Performance by File Size

< 100MB: 20-40 M hits/sec (single-threaded sufficient)
100MB-1GB: 50-80 M hits/sec (parallel recommended)
1GB-10GB: 80-96 M hits/sec (optimal parallel)
> 10GB: 90-96 M hits/sec (streaming mode)

🔧 Build System

Development Workflow

# Core workflow
pixi run build        # Configure and build C++
pixi run test         # Run C++ tests
pixi run install      # Install Python bindings (editable)
pixi run python-test  # Test Python import

# Data setup (12GB sample data)
pixi run setup-data   # Download sample TPX3 files
pixi run notebooks    # Launch Jupyter with notebooks

Build Options

# Start the subprocess with pixi
pixi shell

# Debug build (if needed)
cmake -B build -DCMAKE_BUILD_TYPE=Debug

# Legacy components (not recommended)
cmake -B build -DBUILD_LEGACY=ON

⚠️ Legacy Warning: Legacy components use unreliable GDC timing and will be removed in the next major release.
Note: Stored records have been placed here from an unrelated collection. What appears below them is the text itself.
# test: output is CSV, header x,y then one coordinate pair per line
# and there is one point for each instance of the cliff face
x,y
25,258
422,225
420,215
📚 Documentation & Examples

Jupyter Notebooks (Real Data)

# Start Jupyter with sample notebooks
pixi run notebooks

Available Notebooks:

notebooks/hits_extraction_from_tpx3_Ni.ipynb - Hit extraction (96M+ hits/sec)
notebooks/neutrons_extraction_from_tpx3_Ni.ipynb - Complete neutron processing
notebooks/clustering_abs_ni.ipynb - ABS clustering demo
notebooks/clustering_graph_ni.ipynb - Graph clustering demo
notebooks/clustering_dbscan_Ni.ipynb - DBSCAN clustering demo
notebooks/clustering_grid_Ni.ipynb - Grid clustering demo

Documentation

📖 Quick Start: docs/quickstart.md
📋 API Reference: docs/api_reference.md
🏗️ Architecture: TDCSOPHIREAD_ARCHITECTURE_2025.md
🧬 TPX3 Format: TPX3.md

🗂️ Data Format

Hit Data (Structured NumPy Array)

hits = tdcsophiread.process_tpx3("data.tpx3")
print(f"Fields: {hits.dtype.names}")
# ('tof', 'x', 'y', 'timestamp', 'tot', 'chip_id', 'cluster_id')

# Access hit properties
x_coords = hits['x']          # Global X coordinates (uint16)
y_coords = hits['y']          # Global Y coordinates (uint16)
tof_values = hits['tof']      # Time-of-flight (uint32, 25ns units)
tot_values = hits['tot']      # Time-over-threshold (uint16)
chip_ids = hits['chip_id']    # Chip ID 0-3 (uint8)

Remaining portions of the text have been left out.